The empty fields are easier to traverse than the forest, even if she’d terribly out in the open. The ground soft under the crusty top layer, and even if she rolls her ankles a few times, she manages to cross the fields before the sun goes down.
She’d never been allowed to train in martial arts despite asking. Begging. She was a princess, a noble lady, not a simpleton, according to her mother. There were more important pursuits, but she’d managed to sneak a few books from the library before she’d been caught. She’d thought she’d been able to feel her cultivation core and her qi circulating, but theory from books was not the same as learning from a skilled teacher and her ability to manipulate or use it was limited to a few outbursts that hadn’t been entirely under control.
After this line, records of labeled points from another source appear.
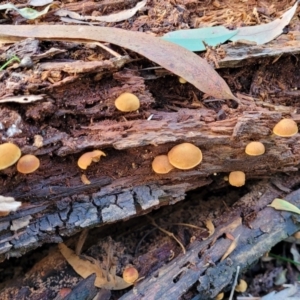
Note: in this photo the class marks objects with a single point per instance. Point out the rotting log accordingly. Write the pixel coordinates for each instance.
(258, 227)
(123, 184)
(78, 114)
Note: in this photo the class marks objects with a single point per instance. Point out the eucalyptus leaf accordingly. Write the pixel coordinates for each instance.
(27, 12)
(265, 33)
(281, 204)
(192, 39)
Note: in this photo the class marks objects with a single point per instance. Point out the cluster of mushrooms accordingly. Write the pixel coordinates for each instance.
(187, 156)
(10, 154)
(184, 156)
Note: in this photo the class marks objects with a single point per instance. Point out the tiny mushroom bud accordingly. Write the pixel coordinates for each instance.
(237, 178)
(242, 286)
(9, 154)
(182, 80)
(127, 102)
(285, 128)
(28, 164)
(255, 148)
(130, 275)
(185, 156)
(161, 164)
(86, 159)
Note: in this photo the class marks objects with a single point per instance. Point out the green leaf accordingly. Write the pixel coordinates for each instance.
(27, 13)
(192, 39)
(265, 33)
(281, 204)
(170, 56)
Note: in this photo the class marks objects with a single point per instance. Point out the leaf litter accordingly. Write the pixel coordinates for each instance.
(106, 279)
(172, 57)
(117, 17)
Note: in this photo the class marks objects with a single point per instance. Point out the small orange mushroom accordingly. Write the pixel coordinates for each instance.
(87, 158)
(242, 286)
(127, 102)
(255, 148)
(130, 275)
(285, 128)
(9, 155)
(28, 164)
(237, 178)
(161, 164)
(185, 156)
(182, 80)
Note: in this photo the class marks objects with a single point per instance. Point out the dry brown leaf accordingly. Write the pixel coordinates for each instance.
(117, 17)
(85, 268)
(231, 247)
(172, 57)
(229, 236)
(23, 99)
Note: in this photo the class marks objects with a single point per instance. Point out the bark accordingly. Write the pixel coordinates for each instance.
(256, 228)
(77, 114)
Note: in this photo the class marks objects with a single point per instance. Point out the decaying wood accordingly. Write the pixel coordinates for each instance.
(123, 184)
(240, 55)
(259, 228)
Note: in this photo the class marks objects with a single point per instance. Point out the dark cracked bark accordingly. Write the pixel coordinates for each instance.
(77, 114)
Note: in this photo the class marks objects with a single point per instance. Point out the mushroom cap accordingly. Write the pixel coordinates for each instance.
(28, 164)
(237, 178)
(9, 154)
(185, 156)
(242, 286)
(161, 164)
(285, 128)
(130, 274)
(127, 102)
(86, 159)
(255, 148)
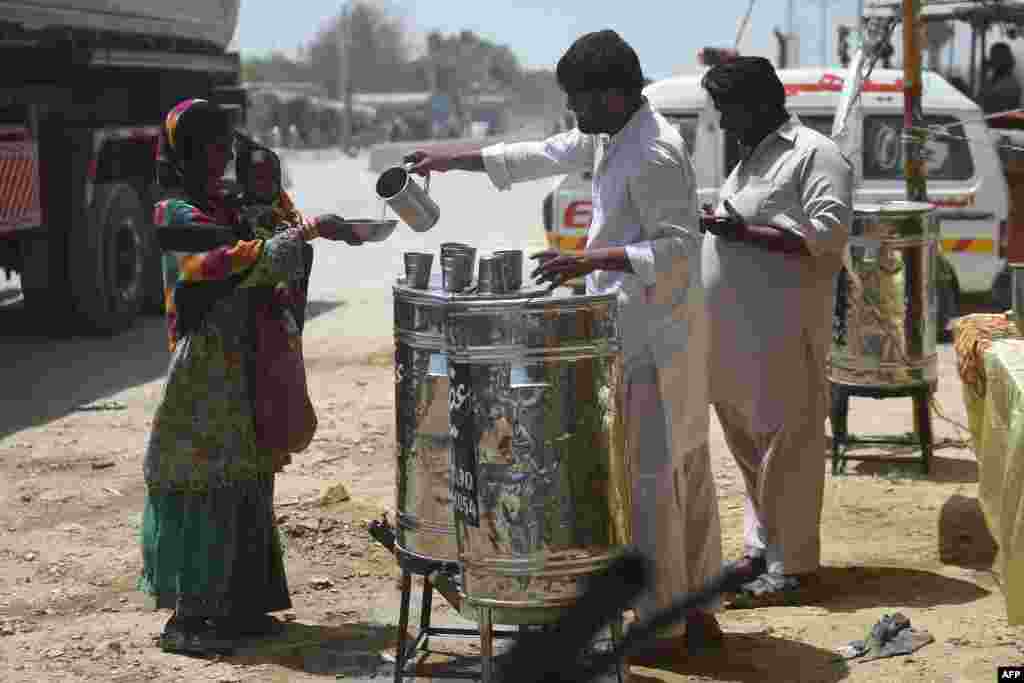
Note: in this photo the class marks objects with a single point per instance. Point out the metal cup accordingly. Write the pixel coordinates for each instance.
(412, 203)
(453, 248)
(488, 280)
(510, 262)
(457, 271)
(418, 266)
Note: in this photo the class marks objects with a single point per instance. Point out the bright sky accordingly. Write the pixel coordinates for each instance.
(666, 35)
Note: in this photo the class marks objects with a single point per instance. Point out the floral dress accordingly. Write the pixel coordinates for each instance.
(210, 547)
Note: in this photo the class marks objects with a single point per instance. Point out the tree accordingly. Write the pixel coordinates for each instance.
(937, 34)
(377, 50)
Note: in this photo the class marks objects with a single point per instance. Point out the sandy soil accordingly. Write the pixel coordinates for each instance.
(71, 494)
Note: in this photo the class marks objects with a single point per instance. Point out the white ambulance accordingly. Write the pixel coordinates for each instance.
(965, 175)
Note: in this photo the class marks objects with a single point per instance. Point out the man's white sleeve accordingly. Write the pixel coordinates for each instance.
(514, 162)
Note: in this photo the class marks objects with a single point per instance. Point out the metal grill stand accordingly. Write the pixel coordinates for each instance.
(842, 439)
(430, 569)
(404, 652)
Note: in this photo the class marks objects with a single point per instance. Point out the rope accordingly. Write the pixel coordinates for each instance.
(961, 441)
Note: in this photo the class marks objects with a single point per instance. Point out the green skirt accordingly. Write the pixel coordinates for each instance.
(214, 554)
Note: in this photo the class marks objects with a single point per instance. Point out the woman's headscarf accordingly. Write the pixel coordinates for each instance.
(187, 128)
(253, 159)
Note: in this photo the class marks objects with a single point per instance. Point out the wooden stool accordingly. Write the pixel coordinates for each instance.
(922, 394)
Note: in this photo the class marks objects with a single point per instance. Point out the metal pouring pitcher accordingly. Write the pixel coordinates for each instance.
(412, 203)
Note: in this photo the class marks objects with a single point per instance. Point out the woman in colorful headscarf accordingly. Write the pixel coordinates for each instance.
(210, 548)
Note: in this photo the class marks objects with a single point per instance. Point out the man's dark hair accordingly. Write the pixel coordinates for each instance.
(745, 80)
(600, 60)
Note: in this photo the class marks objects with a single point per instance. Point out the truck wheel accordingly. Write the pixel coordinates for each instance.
(153, 267)
(36, 271)
(107, 260)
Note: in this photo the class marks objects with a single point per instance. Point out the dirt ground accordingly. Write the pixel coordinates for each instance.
(71, 495)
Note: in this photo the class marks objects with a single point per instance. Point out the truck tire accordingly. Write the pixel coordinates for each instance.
(153, 266)
(107, 260)
(947, 294)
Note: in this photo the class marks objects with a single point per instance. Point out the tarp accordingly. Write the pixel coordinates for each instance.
(995, 414)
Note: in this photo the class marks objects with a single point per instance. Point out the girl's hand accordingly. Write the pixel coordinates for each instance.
(331, 226)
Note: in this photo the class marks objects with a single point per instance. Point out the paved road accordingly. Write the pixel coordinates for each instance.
(472, 212)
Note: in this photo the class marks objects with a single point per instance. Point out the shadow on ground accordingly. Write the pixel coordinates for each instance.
(351, 649)
(745, 658)
(964, 537)
(46, 377)
(855, 588)
(942, 469)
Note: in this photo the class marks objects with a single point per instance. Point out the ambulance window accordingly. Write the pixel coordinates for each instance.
(822, 124)
(945, 159)
(687, 127)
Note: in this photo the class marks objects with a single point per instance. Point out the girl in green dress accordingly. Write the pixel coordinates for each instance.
(210, 547)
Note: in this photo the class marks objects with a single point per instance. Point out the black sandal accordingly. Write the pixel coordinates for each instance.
(742, 571)
(252, 626)
(194, 635)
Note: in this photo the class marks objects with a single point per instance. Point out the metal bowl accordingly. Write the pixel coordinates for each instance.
(370, 229)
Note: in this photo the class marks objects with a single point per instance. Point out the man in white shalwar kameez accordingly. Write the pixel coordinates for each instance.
(769, 272)
(643, 244)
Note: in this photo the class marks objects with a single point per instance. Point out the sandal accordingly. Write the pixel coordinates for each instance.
(194, 635)
(743, 571)
(770, 589)
(253, 626)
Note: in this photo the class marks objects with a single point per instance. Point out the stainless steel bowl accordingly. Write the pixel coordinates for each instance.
(370, 229)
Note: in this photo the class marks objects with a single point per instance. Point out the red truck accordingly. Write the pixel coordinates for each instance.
(83, 93)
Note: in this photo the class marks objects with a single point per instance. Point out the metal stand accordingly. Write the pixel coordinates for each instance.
(487, 634)
(841, 393)
(406, 651)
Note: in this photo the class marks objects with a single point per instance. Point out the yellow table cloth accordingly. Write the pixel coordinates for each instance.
(990, 358)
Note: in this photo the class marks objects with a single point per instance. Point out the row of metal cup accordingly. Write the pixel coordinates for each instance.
(499, 273)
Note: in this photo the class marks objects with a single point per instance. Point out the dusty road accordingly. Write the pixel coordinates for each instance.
(75, 414)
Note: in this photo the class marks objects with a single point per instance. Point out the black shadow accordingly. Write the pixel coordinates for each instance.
(748, 658)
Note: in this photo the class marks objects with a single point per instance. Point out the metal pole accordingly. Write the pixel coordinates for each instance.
(344, 76)
(974, 61)
(824, 32)
(913, 169)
Now, she thought she could feel it again. Experience cultivators were said to be able to travel for days with only their qi, using it to fuel their bodies. Meihua was not an experienced cultivator, and her stomach was letting her know, loudly. She’d never gone more than a day without eating, which was as long as her anger could outlast her hunger.
She thought she could feel it circulating under her skin, sluggish and out of sorts, but something like what she’d read about in the books.
She couldn’t make it do anything, had tried reaching for it, only for it to skitter away or just not do anything in response.
It was frustrating and Meihua had little energy to be patient. She could stop and try to meditate, because the palace would have sent the cultivators of the Golden Way to look for her by now.
And it was a vastly different thing to run from a cultivator than a simple guard. The Golden Way was the only cultivation sect based in the Jeweled Capitol and the strongest of the six largest sects across the Land of Song and Snow. There were hundreds of smaller sects littered across the land that were of little consequence or concern according to her father. But the Golden Way was considered the most righteous of the sects, not only did they boast the most knowledgeable masters and most promising disciples and were often asked to handle serious cultivation matters by the emperor himself. Their blue, white, and gold uniforms were recognizable across the land, and it was forbidden for any other sect to wear those colors.
They were masters of musical qi manipulation and talismans. Meihua had been tutored briefly by one of their senior disciples about the history of the sects and cultivation, but he hadn’t thought Meihua had any talent for it.
She hadn’t liked him much.
According to the maps she could remember, there should be a road not long after the fields, avoided by those in the capitol because it wasn’t maintained but preferred by the farmers because there were no tolls.
She had a good chance of finding someone who could give her a lift.